2. The trial court held that it had authority to construe the Plan because trial courts have the power to interpret insurance policies. This analogy is flawed for several reasons. First, the trial court's rationale would mean that any company that makes regulatory filings could not rely upon the finality of *525 agency approval until the six-year statute of limitations for contracts expired.[10] Introducing a high level of uncertainty is contrary to the orderly scheme of administrative law. Second, the Plan expressly states that it will not alter or affect the existing policies of the eligible subscribers. Third, the Plan is not an agreement between Blue Cross and its subscribers and thus has no resemblance to a contract of insurance between an insurance company and an insured. Fourth, the Plan was subject to approval or rejection by the commissioner and once the commissioner approved the Plan, it became a contract between the commissioner and Blue Cross and was subject to enforcement between those two parties only.[11] Fifth, unlike tariffs that establish approved pricing structures and relate to the services being provided, the Plan contains no restrictions on the premiums Blue Cross may charge and has no relation to Blue Cross's insurance policies.[12]

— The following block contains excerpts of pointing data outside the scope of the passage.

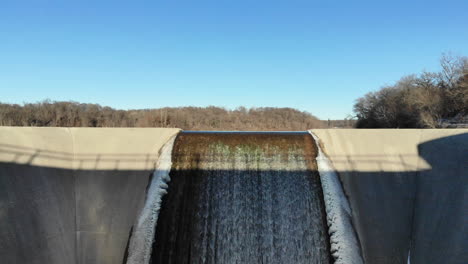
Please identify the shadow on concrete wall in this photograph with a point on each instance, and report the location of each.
(53, 215)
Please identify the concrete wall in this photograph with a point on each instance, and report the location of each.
(71, 195)
(408, 190)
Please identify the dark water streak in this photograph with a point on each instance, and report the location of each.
(242, 198)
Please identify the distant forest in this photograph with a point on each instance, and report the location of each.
(426, 100)
(73, 114)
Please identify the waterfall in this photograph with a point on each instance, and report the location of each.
(141, 241)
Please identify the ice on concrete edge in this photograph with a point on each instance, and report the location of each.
(344, 244)
(141, 242)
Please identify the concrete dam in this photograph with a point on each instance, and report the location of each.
(153, 195)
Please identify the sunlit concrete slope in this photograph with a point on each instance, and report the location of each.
(408, 191)
(71, 195)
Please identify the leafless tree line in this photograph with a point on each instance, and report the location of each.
(427, 100)
(73, 114)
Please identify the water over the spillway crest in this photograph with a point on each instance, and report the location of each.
(242, 198)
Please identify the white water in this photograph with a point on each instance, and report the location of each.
(345, 247)
(139, 251)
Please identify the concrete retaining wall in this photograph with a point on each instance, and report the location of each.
(408, 190)
(72, 195)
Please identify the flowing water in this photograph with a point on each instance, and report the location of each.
(242, 198)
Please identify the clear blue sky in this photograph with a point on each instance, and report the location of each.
(317, 56)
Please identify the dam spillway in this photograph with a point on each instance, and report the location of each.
(242, 198)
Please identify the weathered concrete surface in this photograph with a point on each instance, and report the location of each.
(72, 195)
(408, 190)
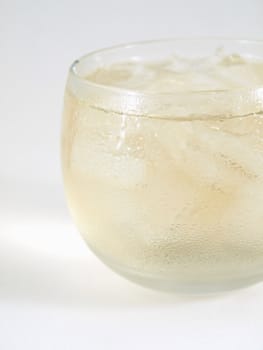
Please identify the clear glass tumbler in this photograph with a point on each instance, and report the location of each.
(162, 152)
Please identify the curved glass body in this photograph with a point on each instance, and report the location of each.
(163, 173)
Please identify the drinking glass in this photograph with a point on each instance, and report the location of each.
(162, 154)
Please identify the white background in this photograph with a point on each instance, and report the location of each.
(54, 294)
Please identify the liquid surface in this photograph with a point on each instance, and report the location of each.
(171, 200)
(177, 74)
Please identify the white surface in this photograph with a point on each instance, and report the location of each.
(54, 294)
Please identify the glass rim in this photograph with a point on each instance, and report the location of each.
(133, 98)
(73, 66)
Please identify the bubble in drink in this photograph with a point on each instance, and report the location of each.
(174, 202)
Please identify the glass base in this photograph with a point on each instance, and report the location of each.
(172, 285)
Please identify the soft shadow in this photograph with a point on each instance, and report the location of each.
(46, 277)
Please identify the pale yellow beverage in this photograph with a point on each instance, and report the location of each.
(170, 194)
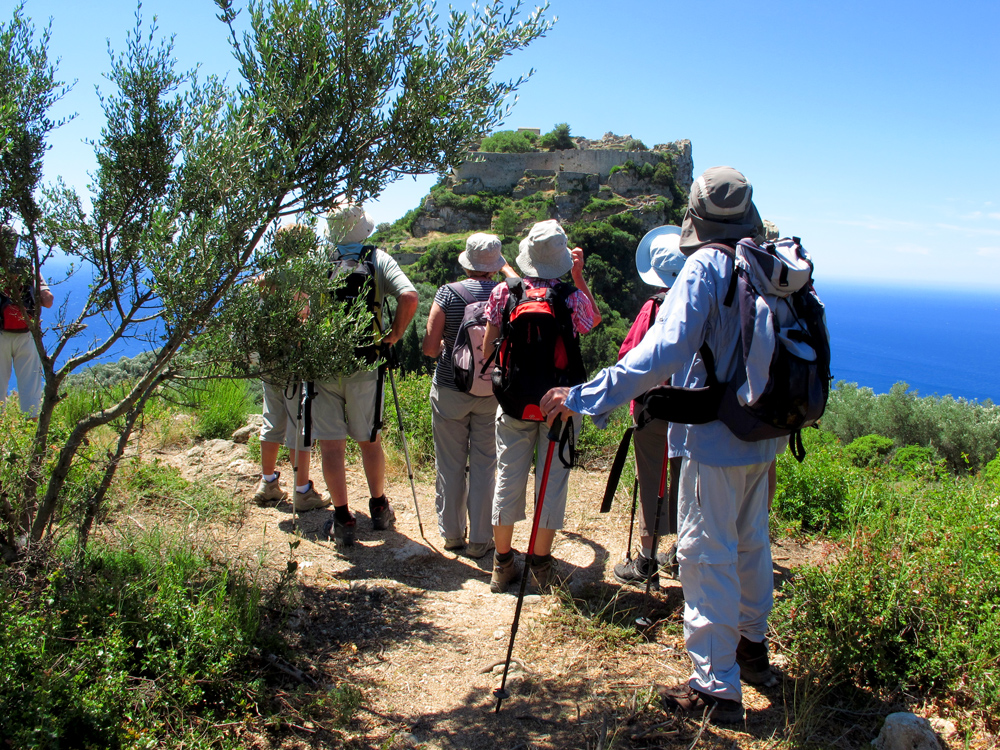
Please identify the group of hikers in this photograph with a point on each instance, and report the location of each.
(509, 380)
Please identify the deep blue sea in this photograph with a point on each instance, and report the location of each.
(938, 342)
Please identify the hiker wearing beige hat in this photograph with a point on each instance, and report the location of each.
(722, 545)
(544, 256)
(463, 418)
(351, 405)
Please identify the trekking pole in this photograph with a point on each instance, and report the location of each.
(295, 456)
(631, 522)
(645, 621)
(406, 452)
(501, 692)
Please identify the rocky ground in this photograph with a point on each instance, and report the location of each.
(418, 631)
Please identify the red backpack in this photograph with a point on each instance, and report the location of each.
(537, 349)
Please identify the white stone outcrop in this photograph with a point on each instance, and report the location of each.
(906, 731)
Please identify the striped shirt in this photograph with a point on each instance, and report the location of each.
(453, 308)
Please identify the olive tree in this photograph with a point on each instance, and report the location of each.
(333, 101)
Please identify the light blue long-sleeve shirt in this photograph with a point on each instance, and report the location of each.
(693, 313)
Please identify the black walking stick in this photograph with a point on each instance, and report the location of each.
(645, 621)
(406, 453)
(631, 522)
(501, 692)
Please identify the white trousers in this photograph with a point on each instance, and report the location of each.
(464, 434)
(517, 441)
(17, 351)
(724, 553)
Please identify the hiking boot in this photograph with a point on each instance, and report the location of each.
(504, 574)
(382, 514)
(310, 500)
(667, 561)
(694, 702)
(637, 571)
(341, 532)
(269, 493)
(543, 576)
(478, 550)
(755, 667)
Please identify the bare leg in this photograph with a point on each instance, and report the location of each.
(503, 537)
(373, 459)
(302, 476)
(334, 473)
(268, 456)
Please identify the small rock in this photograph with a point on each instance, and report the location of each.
(906, 731)
(943, 727)
(243, 434)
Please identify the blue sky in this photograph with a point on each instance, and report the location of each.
(867, 128)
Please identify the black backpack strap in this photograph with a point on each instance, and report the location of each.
(310, 394)
(614, 476)
(460, 290)
(567, 438)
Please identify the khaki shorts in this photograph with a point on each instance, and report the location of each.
(345, 407)
(281, 409)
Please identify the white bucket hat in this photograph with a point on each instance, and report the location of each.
(545, 252)
(658, 259)
(349, 225)
(482, 254)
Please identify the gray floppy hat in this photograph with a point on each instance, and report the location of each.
(349, 225)
(544, 253)
(720, 208)
(482, 254)
(658, 259)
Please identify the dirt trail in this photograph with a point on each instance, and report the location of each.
(417, 629)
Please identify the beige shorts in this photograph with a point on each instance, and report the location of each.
(345, 407)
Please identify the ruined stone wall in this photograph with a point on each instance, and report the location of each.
(501, 172)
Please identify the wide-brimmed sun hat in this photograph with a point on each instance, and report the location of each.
(349, 225)
(658, 259)
(482, 254)
(720, 208)
(544, 253)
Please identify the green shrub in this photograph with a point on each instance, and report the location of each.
(966, 434)
(509, 142)
(222, 407)
(916, 461)
(557, 139)
(912, 602)
(146, 646)
(815, 493)
(992, 471)
(507, 222)
(596, 205)
(868, 449)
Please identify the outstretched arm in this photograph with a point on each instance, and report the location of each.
(434, 340)
(406, 308)
(580, 282)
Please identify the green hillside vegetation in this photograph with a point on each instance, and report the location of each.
(910, 607)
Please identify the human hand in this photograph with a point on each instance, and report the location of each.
(553, 405)
(577, 271)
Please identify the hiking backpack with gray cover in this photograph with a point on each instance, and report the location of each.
(782, 378)
(467, 360)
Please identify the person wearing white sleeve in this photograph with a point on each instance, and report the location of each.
(18, 352)
(723, 548)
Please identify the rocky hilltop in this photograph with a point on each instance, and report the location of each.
(594, 180)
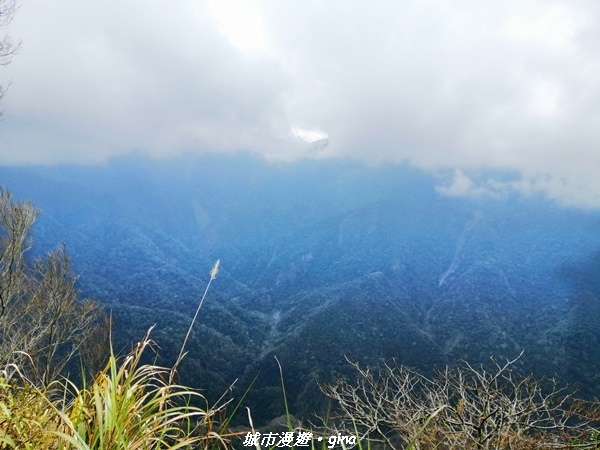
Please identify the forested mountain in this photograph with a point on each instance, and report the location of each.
(322, 260)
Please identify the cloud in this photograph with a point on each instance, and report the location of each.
(463, 85)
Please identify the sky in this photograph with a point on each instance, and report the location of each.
(457, 87)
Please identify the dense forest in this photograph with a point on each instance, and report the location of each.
(321, 263)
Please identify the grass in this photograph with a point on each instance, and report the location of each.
(128, 405)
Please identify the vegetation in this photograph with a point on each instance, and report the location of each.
(464, 407)
(129, 404)
(43, 327)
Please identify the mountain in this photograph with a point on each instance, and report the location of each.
(321, 261)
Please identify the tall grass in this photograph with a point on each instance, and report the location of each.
(128, 405)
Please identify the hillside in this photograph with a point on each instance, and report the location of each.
(322, 260)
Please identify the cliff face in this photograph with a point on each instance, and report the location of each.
(322, 261)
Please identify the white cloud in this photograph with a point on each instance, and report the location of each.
(441, 84)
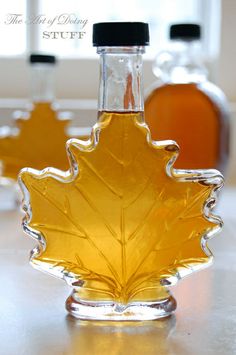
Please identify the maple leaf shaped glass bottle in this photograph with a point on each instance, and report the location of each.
(38, 138)
(121, 225)
(184, 106)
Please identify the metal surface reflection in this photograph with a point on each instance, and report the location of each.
(117, 338)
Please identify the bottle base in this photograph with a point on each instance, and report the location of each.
(111, 311)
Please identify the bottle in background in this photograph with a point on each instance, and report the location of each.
(38, 137)
(185, 106)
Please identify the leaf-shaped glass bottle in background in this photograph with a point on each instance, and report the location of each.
(39, 135)
(121, 225)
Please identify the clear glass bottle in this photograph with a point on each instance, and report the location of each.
(121, 225)
(184, 106)
(30, 141)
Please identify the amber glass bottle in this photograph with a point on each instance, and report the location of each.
(186, 107)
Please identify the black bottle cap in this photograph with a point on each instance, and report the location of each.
(42, 58)
(120, 34)
(185, 31)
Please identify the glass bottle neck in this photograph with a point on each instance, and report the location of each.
(42, 82)
(182, 64)
(121, 87)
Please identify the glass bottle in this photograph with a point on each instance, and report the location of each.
(121, 225)
(30, 142)
(184, 106)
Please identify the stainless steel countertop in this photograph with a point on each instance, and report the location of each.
(33, 320)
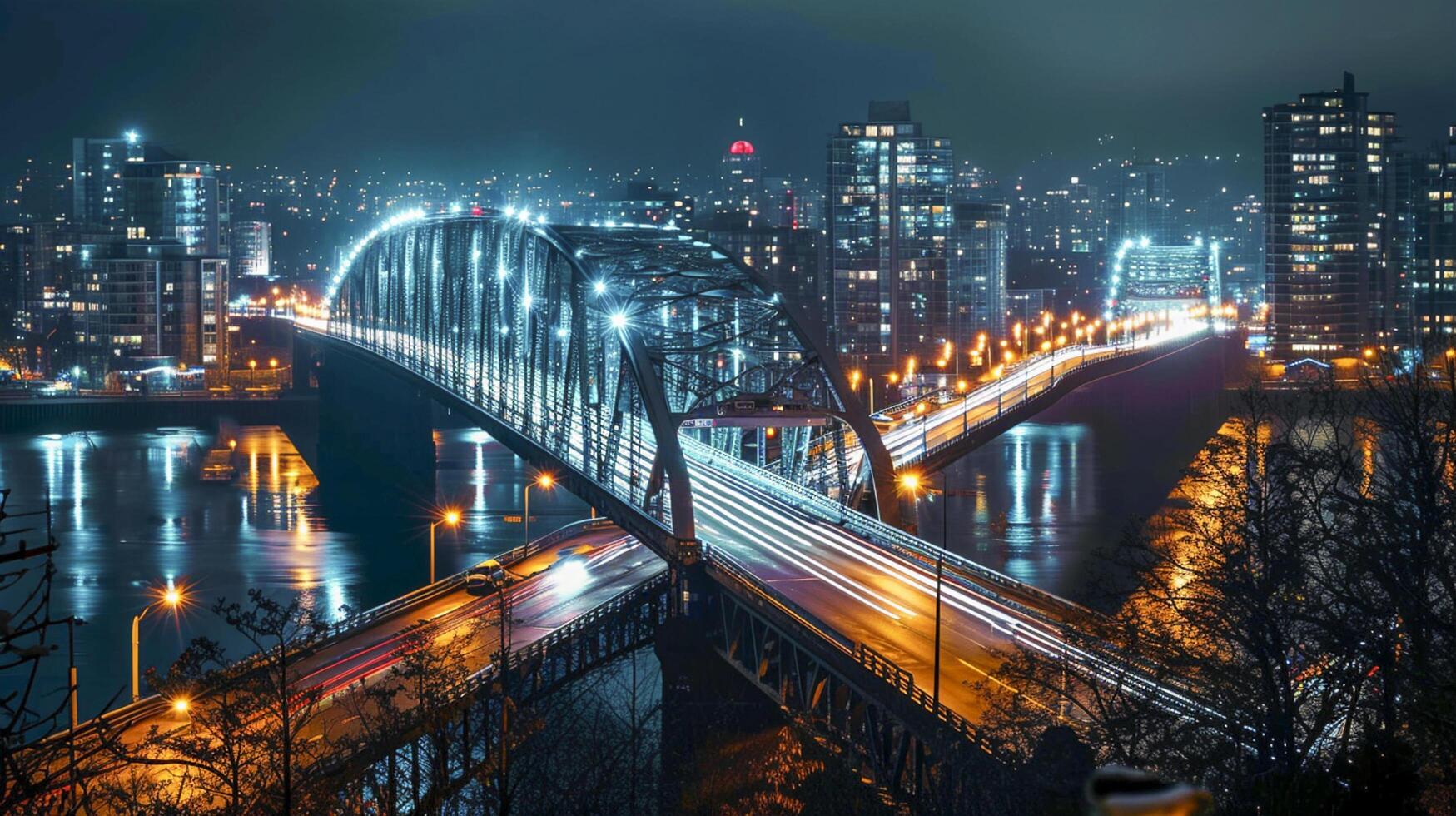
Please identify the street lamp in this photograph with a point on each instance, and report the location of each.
(913, 483)
(544, 481)
(449, 518)
(172, 598)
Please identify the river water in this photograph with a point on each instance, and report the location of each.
(132, 515)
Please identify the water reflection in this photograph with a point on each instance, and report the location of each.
(132, 513)
(1040, 501)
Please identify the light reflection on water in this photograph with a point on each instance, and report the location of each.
(1067, 491)
(130, 515)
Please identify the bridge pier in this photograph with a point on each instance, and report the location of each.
(376, 436)
(702, 697)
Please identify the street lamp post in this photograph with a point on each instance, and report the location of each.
(913, 484)
(450, 518)
(172, 598)
(544, 481)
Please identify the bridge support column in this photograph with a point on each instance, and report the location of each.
(703, 699)
(376, 437)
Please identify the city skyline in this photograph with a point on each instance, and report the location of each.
(326, 89)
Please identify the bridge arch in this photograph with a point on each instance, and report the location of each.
(596, 346)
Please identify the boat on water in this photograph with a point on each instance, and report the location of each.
(219, 465)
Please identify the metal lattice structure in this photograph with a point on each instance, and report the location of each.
(600, 346)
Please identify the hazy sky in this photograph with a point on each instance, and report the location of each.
(455, 87)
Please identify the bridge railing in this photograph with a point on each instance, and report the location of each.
(456, 582)
(1022, 396)
(151, 705)
(884, 535)
(882, 668)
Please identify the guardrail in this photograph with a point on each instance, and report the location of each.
(151, 705)
(452, 583)
(738, 571)
(910, 402)
(882, 668)
(884, 535)
(1116, 353)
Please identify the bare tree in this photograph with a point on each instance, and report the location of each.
(29, 635)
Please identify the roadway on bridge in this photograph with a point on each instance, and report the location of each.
(910, 437)
(556, 585)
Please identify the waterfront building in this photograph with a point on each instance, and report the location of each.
(888, 223)
(979, 270)
(1150, 277)
(251, 250)
(174, 200)
(1433, 251)
(1329, 200)
(152, 299)
(97, 177)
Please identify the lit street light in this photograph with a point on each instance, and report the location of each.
(544, 481)
(171, 596)
(450, 518)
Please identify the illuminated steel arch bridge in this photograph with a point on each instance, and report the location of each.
(593, 349)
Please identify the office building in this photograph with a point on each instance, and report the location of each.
(740, 180)
(97, 177)
(639, 203)
(1329, 250)
(888, 223)
(789, 258)
(15, 260)
(1140, 206)
(977, 270)
(174, 200)
(251, 250)
(1433, 246)
(1150, 277)
(152, 301)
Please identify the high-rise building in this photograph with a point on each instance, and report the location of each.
(1140, 206)
(979, 271)
(1433, 250)
(1150, 277)
(974, 184)
(788, 256)
(252, 250)
(641, 203)
(15, 261)
(97, 169)
(1329, 203)
(42, 192)
(174, 200)
(888, 223)
(1067, 219)
(742, 180)
(149, 301)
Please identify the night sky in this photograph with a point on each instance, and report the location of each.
(459, 87)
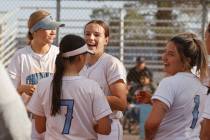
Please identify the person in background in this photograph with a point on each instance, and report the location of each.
(138, 72)
(15, 124)
(109, 72)
(37, 60)
(178, 101)
(205, 135)
(139, 78)
(66, 105)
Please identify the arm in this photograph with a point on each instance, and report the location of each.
(154, 119)
(205, 127)
(103, 126)
(28, 89)
(118, 99)
(40, 123)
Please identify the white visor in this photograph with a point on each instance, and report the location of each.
(81, 50)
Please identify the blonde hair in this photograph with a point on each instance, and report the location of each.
(193, 52)
(33, 19)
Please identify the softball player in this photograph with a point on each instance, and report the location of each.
(37, 60)
(177, 101)
(205, 135)
(108, 71)
(69, 106)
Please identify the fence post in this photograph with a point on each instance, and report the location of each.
(122, 15)
(204, 16)
(58, 9)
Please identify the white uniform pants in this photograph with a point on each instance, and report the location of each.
(116, 132)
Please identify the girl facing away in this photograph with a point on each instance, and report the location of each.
(69, 106)
(179, 99)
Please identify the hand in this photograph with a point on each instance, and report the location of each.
(27, 89)
(143, 97)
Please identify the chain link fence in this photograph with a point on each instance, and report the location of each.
(138, 28)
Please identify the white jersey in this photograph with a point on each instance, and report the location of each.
(28, 67)
(14, 120)
(182, 93)
(106, 71)
(82, 103)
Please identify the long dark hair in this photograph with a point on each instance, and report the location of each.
(68, 43)
(190, 46)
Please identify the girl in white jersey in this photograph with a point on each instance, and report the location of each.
(69, 106)
(108, 71)
(37, 60)
(176, 108)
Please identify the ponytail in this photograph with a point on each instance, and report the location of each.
(29, 37)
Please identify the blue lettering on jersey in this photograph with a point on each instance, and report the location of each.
(34, 78)
(69, 103)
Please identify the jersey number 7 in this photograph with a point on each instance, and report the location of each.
(69, 115)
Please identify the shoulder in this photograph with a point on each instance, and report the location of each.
(54, 48)
(23, 50)
(87, 81)
(112, 61)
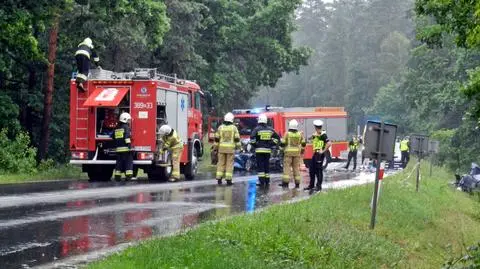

Because the plaintiffs below had available administrative remedies that they failed to exhaust, the trial court erred in considering and ruling upon the claims.
Judgment reversed.
All the Justices concur, except BENHAM, C.J., who dissents.
NOTES
[1] The appellees raised additional claims that have not been adjudicated below and are not now before this Court.
[2] OCGA § 50-13-19(a). Brogdon v. State Board of Veterinary Medicine, 244 Ga. 780, 781, 262 S.E.2d 56 (1979).
[3] Moss v. Central State Hospital, 255 Ga. 403, 404, 339 S.E.2d 226 (1986).
[4] See First Union Nat'l Bank of Georgia v. Independent Ins. Agents of Georgia, 197 Ga.App. 227, 228, 398 S.E.2d 254 (1990).
[5] See OCGA § 33-2-26.
[6] See OCGA § 33-2-26 et seq.
[7] See Ga. Comp. R. & Regs. r. 120-2-2-.05.
[8] See Kenneth C. Davis and Richard J. Pierce, Jr., Administrative Law Treatise, § 15.2 at 309 (3d ed.); Frank E. Cooper, 2 State Administrative Law 563 (1965).
[9] OCGA § 33-20-34.
[10] See OCGA § 9-3-24.
[11] See Georgia Pub. Serv. Comm'n v. Alltel Ga. Communications Corp., 227 Ga.App. 382, 386, 489 S.E.2d 350 (1997) (following PSC order, Alltel sought judicial review of interpretation of regulatory plan that provided for series of commitments between Alltel and PSC), aff'd, 270 Ga. 105, 505 S.E.2d 218 (1998).
[12] See, e.g., State Farm Fire & Cas. Co. v. Southern Bell Tel. & Tel. Co., 245 Ga. 5, 262 S.E.2d 895 (1980); Walker v. Bituminous Cas. Corp., 74 Ga.App. 517, 40 S.E.2d 228 (1946).